The best survivors take a keen eye to notice. Lichens have an almost undefeated mastery of surviving harsh conditions for visible life. This unique branch of fungi occurs in every habitat worldwide. Certain lichens thrive in Antarctic deserts on exposed rocks, and some relish hot, humid tropical rainforests. Some endure hurricanes and saltwater storm surges, while others flourish growing on toxic waste and plastic protruding from landfills. A few lichens have even survived growing outside the International Space Situation, far from the blue planet where they originated. Even where mature lichens are unable to grow, their spores often try. Lichens cover the ground, the trees, our homes, and even float through the air we breathe. They are everywhere, and the greater Mt. Rogers ecosystem provides the perfect conditions for lichens.

The Mt. Rogers area is cloaked in a temperate rainforest, and at lower elevations, Appalachian rich cove forest habitats are perpetually protected and filled with atmospheric moisture. Lichen diversity abounds, and winter allows them to thrive. In freezing temperatures, lichens undergo dormancy. They become completely inactive, merging with the dead, gray appearance of winter woods. They survive ice, snow, and blistering winds. Trees are felled, and rocks erode, but lichens dance across the chaos of a changing landscape from spore to adulthood, over and over again. 

Tree Lungwort (Lobaria pulmonaria), a giant lichen from Whitetop Mountain known for the dinner-plate-sized rosettes it forms. Lungwort requires clean, humid air to survive, and will often struggle or die if transported to areas with heavy air pollution.

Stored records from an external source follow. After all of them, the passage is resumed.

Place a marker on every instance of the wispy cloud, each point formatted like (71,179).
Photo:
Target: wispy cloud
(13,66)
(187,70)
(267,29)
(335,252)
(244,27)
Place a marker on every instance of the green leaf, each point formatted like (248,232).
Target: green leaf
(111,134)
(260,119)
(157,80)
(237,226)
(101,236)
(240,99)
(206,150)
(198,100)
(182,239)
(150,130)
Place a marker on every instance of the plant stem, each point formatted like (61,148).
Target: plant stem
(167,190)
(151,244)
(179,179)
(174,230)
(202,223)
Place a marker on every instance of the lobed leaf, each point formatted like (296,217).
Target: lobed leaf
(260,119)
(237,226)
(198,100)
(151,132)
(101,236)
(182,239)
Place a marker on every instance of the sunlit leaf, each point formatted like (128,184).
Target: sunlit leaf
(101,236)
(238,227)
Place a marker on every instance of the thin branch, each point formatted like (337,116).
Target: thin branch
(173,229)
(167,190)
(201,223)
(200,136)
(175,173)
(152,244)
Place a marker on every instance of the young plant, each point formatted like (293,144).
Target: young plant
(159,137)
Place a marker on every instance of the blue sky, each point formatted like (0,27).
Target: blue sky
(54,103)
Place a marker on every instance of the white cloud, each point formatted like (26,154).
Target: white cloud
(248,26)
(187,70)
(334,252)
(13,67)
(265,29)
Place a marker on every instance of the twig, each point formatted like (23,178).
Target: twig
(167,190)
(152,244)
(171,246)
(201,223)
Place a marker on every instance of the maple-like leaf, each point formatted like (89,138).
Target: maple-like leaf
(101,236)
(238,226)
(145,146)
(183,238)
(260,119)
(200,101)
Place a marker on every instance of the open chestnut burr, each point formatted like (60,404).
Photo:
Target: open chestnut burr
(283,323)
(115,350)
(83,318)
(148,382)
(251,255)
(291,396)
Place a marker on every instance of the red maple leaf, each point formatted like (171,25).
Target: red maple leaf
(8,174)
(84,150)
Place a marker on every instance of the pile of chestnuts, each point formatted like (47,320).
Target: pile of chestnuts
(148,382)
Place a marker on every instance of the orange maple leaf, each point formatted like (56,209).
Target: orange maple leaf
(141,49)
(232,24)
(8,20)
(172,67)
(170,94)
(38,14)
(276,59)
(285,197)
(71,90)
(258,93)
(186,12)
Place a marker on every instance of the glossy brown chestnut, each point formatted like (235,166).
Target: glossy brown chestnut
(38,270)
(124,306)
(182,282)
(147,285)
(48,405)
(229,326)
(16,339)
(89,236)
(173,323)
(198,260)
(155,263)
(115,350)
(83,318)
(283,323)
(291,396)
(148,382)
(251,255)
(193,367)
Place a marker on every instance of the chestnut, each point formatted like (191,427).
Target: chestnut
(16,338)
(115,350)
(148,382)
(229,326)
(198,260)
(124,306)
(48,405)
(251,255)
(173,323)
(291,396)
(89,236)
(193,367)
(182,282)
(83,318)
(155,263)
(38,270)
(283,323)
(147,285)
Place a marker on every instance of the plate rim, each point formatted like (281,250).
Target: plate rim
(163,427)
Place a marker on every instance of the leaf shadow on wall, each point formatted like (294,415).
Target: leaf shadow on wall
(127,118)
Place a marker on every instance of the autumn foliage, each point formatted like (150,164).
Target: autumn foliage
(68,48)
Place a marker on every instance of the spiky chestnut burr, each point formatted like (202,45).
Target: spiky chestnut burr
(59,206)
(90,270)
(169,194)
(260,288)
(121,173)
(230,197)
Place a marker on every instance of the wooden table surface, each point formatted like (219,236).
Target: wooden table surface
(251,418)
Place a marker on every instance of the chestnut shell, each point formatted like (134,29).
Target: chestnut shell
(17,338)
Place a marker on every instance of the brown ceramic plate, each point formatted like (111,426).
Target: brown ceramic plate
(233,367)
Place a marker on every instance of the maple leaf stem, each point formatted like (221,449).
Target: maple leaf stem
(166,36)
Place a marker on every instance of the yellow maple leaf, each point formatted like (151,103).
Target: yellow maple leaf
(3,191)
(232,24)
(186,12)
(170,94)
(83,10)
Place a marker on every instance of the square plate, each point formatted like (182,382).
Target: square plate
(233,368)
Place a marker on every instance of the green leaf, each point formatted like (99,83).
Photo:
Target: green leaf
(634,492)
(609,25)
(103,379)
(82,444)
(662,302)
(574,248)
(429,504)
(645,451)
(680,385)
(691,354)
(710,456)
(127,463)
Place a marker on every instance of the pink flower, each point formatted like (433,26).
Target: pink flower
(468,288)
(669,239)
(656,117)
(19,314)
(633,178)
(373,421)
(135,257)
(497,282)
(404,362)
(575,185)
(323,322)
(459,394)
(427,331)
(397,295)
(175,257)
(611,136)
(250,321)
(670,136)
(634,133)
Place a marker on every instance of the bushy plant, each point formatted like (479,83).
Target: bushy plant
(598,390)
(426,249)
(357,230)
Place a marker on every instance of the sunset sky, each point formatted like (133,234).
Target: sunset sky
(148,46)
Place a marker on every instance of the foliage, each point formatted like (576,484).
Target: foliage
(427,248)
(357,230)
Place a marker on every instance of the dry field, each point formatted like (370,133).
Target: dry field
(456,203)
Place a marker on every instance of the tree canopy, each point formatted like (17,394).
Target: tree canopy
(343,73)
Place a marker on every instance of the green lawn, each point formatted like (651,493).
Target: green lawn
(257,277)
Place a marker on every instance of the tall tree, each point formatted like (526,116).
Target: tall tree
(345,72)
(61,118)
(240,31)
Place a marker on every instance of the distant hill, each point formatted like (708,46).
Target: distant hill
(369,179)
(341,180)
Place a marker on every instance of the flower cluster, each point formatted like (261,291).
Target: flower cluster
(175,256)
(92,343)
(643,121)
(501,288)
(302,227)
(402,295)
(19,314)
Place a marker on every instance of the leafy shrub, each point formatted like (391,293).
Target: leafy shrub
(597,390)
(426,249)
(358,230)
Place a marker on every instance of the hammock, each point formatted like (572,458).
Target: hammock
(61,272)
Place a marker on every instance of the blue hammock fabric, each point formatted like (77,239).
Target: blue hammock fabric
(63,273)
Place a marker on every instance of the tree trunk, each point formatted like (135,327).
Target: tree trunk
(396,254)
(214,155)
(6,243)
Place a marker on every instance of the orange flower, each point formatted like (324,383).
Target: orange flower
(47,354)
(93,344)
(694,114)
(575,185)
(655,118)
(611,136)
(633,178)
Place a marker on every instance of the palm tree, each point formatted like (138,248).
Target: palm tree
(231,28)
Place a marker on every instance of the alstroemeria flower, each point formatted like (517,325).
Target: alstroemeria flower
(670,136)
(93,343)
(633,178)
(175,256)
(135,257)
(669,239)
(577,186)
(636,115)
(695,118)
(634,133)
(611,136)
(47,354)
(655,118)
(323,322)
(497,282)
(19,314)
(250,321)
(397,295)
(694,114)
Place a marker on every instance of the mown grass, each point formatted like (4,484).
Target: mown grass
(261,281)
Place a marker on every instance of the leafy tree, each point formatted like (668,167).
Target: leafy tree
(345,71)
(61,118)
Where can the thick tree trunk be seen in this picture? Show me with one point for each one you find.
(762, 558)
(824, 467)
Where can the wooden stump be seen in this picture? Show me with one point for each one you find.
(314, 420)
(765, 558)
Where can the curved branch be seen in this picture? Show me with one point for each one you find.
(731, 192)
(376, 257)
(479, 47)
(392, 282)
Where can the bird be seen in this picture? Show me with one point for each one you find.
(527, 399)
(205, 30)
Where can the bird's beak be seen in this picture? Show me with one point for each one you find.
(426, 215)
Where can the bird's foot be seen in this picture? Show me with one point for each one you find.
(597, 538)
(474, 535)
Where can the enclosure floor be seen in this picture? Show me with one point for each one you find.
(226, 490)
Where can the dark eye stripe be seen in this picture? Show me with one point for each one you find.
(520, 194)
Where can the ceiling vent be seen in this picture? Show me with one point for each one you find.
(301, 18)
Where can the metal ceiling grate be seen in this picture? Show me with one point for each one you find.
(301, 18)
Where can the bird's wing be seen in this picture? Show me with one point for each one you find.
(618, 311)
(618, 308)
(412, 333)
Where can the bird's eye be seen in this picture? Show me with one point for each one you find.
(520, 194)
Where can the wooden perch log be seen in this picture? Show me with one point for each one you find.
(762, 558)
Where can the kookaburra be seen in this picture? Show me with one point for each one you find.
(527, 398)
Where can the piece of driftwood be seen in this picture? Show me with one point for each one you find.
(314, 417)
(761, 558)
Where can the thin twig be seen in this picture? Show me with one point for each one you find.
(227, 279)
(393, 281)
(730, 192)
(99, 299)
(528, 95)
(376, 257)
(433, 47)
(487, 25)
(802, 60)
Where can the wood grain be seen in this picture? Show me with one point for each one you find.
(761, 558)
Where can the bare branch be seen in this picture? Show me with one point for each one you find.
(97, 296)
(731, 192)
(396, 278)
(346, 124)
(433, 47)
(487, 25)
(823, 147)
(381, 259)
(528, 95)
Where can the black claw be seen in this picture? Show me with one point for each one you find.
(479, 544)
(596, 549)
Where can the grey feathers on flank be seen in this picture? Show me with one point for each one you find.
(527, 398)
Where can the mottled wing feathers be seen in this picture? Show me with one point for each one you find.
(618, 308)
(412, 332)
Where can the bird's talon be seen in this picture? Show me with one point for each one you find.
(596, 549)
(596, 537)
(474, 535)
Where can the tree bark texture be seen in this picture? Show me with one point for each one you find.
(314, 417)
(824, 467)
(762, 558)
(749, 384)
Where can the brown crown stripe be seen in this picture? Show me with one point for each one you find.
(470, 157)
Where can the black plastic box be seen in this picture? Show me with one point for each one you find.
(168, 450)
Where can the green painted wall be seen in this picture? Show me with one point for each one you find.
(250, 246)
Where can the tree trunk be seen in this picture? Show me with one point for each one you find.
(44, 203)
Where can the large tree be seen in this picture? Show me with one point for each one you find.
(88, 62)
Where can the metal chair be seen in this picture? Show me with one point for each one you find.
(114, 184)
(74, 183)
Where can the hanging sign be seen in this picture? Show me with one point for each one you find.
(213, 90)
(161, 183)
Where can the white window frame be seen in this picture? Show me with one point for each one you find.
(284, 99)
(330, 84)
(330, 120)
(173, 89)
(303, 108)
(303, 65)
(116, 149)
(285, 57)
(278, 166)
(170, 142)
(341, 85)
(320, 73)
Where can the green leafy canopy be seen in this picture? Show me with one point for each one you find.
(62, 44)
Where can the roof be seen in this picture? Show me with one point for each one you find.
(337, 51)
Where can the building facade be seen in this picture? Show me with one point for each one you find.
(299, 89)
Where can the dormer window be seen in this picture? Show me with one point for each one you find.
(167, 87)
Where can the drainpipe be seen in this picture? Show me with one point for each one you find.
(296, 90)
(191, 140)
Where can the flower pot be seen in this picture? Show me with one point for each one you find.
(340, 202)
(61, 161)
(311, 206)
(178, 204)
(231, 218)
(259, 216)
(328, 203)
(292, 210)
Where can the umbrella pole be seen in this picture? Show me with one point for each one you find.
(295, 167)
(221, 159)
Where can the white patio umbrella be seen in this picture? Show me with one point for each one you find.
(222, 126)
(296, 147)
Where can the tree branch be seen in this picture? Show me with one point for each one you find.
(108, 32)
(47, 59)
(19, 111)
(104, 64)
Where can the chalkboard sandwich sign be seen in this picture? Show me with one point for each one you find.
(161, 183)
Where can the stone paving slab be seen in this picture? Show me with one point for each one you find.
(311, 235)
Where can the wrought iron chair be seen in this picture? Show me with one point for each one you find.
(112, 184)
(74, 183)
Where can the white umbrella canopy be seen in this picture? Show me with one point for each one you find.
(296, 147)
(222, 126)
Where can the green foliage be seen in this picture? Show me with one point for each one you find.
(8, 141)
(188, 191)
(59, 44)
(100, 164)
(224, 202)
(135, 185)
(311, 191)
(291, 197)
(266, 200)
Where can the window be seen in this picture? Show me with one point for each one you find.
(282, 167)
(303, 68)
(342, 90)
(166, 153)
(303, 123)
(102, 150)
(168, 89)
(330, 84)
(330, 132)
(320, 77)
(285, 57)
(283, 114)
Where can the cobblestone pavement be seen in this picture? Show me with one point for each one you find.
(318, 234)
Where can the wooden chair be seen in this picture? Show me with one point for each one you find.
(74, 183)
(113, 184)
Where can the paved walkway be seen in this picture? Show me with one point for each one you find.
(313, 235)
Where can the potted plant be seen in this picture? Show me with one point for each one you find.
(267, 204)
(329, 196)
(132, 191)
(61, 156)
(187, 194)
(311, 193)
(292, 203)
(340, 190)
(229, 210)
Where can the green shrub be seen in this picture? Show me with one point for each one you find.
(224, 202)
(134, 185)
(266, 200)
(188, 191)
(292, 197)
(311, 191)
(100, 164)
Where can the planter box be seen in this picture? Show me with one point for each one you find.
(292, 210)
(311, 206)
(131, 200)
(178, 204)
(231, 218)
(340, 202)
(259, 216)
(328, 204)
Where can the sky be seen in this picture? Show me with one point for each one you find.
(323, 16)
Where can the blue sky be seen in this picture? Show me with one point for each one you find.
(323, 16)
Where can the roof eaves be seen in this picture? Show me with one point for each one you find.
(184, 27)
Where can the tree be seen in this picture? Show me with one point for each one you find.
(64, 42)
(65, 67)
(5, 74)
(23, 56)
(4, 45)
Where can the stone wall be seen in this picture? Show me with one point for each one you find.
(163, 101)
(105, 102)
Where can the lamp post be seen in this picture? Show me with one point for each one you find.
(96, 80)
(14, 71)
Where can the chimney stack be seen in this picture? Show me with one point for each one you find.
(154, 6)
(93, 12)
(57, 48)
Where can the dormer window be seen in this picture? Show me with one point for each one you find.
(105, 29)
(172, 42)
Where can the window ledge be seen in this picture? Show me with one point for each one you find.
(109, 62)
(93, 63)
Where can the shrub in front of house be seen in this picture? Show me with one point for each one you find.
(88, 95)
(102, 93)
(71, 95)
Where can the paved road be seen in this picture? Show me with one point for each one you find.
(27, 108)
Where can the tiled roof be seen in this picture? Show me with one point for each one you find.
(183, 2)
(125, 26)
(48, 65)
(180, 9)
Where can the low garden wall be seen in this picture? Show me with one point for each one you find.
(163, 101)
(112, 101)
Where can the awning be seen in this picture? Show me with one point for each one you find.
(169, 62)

But lichens can’t stay dormant forever. In the summer, a dense canopy of deciduous leaves and competition from mosses, predation by invertebrates, and the constant threat of decomposing requires a healthy organism. If lichens were only a fungus, survival in the summer would be easy. Most species have photosynthetic symbionts; some kind of algae, cyanobacteria, or a relative that is encased inside, capturing supplemental energy. Simply put, long before lichens, “a fungus and an algae took a ‘lichen’ to each other” and the rest was history. Photosynthesis needs sunlight, and a summer canopy can keep most of it blocked high above the tree trunks, rocks, and soil below. The best chance for these happy couples to gather a maximum quantity of sunlight, with the moisture to process it, is on an overcast, wet, and cool winter day. 

In a collective show, thousands of shades of greenish-blue from a dull, dusty blue-gray to bright turquoise, accompanied by dark viridian greens, golden-yellows, and even scarlet reds, adorn tree trunks and branches. Once you train your eye to this change, it’s easy to notice on any overcast day if lichens are metabolizing. 

Most importantly, lichens have no vascular tissue like most familiar plants; no tricky veins, leaves, or stems to make things complicated. Wildflowers, ferns, and trees are not photosynthesizing in winter, and even if they were, the process happens at a much larger and complex scale. Lichens only have single-celled cyanobacteria or algae on many occasions, which can produce oxygen a lot more efficiently. Together, unrelated mosses and lichens have been found to produce more oxygen, and sequester more carbon dioxide, than the trees they grow on!

Poplar Sunburst Lichen (Xanthomendoza hasseana), a very small and inconspicuous lichen, but enormous compared to many almost-microscopic relatives.

As the days to centuries wear on, old trees accumulate sheets of colorful lichen. Around 600 species of lichens occur in the state of Virginia, and many rely on tree bark to provide a perch and accumulated food. Although they thrive on dead or dying trees, lichens are not parasitic, and may grow equally well on a perfectly healthy forest tree. Lichens do not exist independently from trees, even though they are independent survivors (independent, as they work together). Tracing the line of interdependence from lichens, to trees that host them, to the squirrels that planted them, and beyond, the entire ecosystem sprawls out through the window of just one tiny, slimy superorganism that clings to the harshest and most unforgiving environments. 

These are just a few of the reasons lichens (and their cohabitants, mosses) are special to Mt. Rogers, the surrounding highlands, and the world beyond.